EIA Report Shows Gas Prices Rising as More Pipelines Built
Far Hills, NJ (August 31, 2017) – New data released by the U.S. Energy Information Administration (EIA) show that newly-built pipelines in the Marcellus Shale region have increased gas prices. While this benefits the pipeline companies, it hurts consumers. These findings directly contradict PennEast’s claims that its proposed gas pipeline would reduce the cost of gas for consumers.
On August 16, the EIA reported that gas prices in the Appalachian Region are increasing as a result of new pipelines.
Marcellus Drilling News, a news outlet focused on gas producers in the Marcellus Shale region, touted the 30 percent increase in gas prices relative to last year and concluded, “pipelines do make a HUGE difference in the price of natural gas!” The difference celebrated — a “HUGE” increase per the industry news outlet — benefits private industry and hurts consumers.

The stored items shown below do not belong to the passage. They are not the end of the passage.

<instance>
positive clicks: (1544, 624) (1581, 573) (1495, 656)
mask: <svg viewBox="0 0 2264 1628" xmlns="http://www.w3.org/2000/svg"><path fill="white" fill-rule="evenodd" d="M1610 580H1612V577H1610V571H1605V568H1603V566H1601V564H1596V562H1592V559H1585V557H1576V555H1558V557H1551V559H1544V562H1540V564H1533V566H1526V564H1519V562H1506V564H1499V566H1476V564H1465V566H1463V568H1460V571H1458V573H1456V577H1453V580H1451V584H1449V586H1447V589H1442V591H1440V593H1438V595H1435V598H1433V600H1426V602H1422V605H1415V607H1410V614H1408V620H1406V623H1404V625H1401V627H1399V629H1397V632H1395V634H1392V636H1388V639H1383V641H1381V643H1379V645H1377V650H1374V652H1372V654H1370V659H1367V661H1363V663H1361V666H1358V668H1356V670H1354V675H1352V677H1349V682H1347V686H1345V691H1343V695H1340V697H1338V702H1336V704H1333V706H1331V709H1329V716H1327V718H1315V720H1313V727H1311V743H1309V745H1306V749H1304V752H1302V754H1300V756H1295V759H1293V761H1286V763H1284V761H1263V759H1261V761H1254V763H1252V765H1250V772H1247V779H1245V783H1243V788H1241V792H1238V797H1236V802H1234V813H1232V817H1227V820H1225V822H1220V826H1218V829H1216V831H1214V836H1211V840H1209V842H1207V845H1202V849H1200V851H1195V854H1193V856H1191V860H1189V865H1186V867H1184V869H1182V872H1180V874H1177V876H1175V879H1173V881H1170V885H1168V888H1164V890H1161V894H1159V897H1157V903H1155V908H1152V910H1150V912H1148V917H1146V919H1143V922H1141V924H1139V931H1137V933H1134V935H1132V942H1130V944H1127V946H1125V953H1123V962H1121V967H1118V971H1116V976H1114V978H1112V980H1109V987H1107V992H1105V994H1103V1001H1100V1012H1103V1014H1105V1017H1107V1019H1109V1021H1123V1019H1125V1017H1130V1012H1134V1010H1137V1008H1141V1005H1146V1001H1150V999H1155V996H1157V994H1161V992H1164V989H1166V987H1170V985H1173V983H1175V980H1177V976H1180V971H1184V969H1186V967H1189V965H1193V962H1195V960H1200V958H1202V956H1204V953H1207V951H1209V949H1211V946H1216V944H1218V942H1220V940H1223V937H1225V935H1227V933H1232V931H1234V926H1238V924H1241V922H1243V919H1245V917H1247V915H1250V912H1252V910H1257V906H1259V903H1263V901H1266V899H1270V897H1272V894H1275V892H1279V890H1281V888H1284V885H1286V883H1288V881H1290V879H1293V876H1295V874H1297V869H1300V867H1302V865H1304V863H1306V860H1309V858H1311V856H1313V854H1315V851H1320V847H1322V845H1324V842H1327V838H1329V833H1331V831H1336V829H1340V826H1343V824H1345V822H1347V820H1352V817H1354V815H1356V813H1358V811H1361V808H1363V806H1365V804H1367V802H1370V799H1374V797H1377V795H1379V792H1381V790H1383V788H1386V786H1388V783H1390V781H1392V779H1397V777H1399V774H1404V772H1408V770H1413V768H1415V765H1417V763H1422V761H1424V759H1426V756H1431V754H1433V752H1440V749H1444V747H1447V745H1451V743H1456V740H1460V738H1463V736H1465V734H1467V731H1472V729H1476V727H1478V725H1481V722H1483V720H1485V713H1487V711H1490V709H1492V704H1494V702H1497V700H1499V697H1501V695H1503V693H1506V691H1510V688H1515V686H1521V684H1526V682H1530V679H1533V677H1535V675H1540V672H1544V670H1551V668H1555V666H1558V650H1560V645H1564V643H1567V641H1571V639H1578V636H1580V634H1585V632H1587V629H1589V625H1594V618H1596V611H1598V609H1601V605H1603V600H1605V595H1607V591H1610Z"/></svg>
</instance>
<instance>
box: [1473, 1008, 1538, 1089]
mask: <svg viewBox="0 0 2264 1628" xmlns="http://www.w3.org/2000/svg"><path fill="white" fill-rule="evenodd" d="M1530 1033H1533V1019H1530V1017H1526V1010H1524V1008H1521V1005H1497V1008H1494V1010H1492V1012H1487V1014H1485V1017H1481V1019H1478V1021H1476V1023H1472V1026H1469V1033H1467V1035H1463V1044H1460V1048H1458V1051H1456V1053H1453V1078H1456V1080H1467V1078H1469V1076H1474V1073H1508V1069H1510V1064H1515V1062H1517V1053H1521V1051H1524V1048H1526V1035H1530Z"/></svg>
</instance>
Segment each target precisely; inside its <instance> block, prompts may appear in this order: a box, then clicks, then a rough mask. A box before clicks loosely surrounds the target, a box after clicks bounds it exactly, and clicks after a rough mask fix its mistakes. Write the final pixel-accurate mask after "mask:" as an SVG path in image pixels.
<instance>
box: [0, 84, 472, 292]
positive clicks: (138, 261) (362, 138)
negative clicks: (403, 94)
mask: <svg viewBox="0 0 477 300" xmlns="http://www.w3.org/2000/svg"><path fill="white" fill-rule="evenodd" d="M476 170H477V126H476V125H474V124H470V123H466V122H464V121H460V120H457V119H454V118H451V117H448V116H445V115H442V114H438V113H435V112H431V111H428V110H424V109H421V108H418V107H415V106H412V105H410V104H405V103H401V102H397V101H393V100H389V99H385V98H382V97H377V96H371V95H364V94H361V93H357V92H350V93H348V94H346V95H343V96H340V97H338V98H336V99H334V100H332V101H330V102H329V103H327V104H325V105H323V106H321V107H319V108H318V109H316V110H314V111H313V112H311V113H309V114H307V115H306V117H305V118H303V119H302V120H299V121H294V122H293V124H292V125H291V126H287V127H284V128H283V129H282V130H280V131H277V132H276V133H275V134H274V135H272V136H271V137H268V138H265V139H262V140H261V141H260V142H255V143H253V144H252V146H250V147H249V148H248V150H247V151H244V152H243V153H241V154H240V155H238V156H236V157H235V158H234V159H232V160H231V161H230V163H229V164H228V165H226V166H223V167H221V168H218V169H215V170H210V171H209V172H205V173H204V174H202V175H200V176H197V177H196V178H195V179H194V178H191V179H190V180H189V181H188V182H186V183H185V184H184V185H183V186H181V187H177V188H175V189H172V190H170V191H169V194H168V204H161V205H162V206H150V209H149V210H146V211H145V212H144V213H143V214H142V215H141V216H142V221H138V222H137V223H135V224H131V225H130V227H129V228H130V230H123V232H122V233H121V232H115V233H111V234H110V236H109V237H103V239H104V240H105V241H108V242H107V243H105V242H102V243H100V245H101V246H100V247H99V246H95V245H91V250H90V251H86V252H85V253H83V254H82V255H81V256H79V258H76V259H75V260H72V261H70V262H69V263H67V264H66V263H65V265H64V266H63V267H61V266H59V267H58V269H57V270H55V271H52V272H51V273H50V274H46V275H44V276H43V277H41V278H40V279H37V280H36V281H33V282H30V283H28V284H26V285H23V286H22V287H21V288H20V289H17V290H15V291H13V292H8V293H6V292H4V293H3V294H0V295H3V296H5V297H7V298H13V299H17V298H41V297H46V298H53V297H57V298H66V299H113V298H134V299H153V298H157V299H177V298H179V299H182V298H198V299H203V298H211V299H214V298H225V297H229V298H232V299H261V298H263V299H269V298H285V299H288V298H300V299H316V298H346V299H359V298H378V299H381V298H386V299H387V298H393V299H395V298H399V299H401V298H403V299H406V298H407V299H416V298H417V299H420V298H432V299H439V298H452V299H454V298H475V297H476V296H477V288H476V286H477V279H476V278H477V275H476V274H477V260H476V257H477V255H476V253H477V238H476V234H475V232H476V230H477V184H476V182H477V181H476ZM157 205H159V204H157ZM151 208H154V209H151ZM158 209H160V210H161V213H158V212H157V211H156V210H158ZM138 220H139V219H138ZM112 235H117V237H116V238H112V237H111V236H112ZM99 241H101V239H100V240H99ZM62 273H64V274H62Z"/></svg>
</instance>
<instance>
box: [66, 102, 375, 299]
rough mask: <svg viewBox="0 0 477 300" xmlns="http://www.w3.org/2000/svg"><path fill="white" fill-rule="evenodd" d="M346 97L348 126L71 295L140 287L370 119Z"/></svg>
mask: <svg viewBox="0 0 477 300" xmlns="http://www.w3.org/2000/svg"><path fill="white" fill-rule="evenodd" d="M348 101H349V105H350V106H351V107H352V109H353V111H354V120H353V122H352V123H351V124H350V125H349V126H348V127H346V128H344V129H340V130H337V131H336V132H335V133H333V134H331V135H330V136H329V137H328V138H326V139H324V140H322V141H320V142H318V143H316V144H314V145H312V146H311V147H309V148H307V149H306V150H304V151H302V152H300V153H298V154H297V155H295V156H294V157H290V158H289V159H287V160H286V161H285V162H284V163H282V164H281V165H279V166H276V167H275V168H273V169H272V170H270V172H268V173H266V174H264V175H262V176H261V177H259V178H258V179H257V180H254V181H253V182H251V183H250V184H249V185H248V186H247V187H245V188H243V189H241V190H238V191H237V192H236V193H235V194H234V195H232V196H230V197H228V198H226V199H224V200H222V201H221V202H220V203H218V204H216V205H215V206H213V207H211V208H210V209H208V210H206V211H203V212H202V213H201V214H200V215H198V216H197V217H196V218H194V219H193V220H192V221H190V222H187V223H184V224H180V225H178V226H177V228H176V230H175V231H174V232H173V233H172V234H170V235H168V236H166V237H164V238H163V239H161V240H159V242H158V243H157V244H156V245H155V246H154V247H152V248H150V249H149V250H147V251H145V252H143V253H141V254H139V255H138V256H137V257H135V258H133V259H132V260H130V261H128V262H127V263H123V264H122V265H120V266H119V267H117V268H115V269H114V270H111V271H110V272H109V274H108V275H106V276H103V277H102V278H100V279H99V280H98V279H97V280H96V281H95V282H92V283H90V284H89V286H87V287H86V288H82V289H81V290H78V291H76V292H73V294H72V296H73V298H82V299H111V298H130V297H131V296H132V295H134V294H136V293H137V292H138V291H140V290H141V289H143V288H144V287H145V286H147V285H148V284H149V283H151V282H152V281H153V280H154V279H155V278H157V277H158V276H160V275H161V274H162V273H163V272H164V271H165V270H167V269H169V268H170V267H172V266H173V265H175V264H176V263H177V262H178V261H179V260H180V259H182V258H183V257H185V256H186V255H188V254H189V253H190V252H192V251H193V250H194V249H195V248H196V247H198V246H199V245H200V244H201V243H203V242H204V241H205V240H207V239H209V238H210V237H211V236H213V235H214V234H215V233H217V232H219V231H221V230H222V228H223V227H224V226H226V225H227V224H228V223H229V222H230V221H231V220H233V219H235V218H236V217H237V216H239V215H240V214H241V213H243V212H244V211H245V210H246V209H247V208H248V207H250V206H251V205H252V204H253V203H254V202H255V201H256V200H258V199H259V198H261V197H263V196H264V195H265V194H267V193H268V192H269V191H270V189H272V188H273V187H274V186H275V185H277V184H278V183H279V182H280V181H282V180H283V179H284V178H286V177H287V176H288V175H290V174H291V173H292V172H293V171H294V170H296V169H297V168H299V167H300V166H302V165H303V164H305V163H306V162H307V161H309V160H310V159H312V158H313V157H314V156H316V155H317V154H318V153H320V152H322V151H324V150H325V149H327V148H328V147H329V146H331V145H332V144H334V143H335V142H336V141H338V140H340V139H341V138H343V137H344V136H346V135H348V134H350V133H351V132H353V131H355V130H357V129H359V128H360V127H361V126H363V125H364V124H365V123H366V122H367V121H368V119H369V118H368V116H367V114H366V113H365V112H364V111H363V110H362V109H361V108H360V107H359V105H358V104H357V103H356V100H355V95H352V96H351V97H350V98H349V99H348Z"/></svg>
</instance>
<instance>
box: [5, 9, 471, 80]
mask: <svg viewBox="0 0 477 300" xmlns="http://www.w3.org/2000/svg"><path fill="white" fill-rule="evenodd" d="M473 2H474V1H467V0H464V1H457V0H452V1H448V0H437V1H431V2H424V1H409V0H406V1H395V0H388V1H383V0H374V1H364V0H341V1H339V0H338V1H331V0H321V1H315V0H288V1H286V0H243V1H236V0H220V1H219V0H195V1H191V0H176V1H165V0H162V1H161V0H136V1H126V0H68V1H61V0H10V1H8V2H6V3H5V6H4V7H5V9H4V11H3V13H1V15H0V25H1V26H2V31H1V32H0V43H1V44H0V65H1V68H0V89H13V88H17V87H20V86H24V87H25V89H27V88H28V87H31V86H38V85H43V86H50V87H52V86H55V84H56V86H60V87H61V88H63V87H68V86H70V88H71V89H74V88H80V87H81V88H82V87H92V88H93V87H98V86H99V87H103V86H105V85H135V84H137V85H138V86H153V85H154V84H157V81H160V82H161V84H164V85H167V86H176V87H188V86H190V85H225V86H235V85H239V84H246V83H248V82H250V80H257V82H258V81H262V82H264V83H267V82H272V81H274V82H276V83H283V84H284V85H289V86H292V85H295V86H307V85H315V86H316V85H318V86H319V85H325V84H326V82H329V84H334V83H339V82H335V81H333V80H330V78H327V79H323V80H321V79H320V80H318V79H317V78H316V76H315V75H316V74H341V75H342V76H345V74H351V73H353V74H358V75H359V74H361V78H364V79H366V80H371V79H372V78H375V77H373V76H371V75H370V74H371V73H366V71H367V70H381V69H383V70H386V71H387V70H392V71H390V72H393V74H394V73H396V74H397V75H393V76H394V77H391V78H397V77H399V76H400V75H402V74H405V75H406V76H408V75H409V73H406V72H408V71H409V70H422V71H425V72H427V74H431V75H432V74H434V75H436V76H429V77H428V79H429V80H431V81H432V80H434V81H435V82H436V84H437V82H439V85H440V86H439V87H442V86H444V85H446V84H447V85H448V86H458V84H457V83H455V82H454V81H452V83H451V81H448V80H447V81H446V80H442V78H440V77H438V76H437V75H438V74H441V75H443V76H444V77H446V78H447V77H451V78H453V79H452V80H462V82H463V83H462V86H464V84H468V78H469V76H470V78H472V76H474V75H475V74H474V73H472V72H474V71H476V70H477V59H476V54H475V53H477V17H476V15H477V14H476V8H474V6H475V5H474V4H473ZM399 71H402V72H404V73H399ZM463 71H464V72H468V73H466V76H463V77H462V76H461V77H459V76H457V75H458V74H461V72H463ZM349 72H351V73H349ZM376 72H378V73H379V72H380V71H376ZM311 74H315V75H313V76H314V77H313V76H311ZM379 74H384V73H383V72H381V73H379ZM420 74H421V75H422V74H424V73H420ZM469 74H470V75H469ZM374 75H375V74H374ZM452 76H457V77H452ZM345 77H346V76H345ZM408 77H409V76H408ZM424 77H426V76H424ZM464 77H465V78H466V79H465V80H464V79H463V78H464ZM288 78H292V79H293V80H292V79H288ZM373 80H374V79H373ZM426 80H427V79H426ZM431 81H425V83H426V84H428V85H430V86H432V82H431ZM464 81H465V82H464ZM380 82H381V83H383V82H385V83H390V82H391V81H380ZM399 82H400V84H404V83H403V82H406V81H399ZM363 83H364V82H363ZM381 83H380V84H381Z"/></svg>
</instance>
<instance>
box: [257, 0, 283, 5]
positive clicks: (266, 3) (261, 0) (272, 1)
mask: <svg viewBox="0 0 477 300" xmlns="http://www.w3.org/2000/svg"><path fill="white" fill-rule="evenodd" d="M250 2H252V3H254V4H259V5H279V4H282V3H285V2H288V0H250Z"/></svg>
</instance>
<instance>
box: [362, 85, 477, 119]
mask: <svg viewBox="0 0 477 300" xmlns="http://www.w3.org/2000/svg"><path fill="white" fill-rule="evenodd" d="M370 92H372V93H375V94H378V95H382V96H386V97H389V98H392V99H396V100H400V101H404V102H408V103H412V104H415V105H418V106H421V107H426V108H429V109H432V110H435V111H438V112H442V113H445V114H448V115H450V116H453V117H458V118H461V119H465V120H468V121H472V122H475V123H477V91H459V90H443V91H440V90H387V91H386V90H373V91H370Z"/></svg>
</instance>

A letter filed today by New Jersey Conservation Foundation (NJ Conservation) on the PennEast application docket before the Federal Energy Regulatory Commission (FERC) details how these new data confirm analyses from the New Jersey Division of Rate Counsel and energy experts at Skipping Stone, which show that PennEast cannot deliver the speculative cost benefits it promises consumers and is likely to actually increase costs to consumers.
Studies by Skipping Stone concluded that building unneeded pipeline capacity into the New Jersey market will likely cost ratepayers an additional $180 to $280 million per year.
“When FERC looks beyond PennEast’s array of empty promises — like ‘lower costs for consumers’ — and examines these independent data, it will find that PennEast would increase rather than lower costs for ratepayers. These data merely confirm what is well understood, that when pipelines are built into a market with no growth and no genuine need, the pipeline does not deliver cost savings to consumers,” said Barbara Blumenthal, Ph.D., research consultant, NJ Conservation.
“These data confirm what energy experts have predicted: that promises of cost savings for consumers are figments of PennEast’s imagination. The EIA report directly contradicts PennEast’s claims that it will lower the cost of gas prices in the region. Most of the demand for this project is artificial, and is based on PennEast’s contracts with its own affiliates. If this unneeded pipeline is built, these companies would profit while New Jerseyans foot the bill,” said Tom Gilbert, campaign director, NJ Conservation and ReThink Energy NJ.
“Based on these data, PennEast’s claims of lower costs have been laid bare. They do not demonstrate any evidence of public need or benefit that FERC requires to authorize significant use of eminent domain to seize private and public land for this damaging pipeline,” said Jennifer Danis, senior staff attorney, Eastern Environmental Law Center.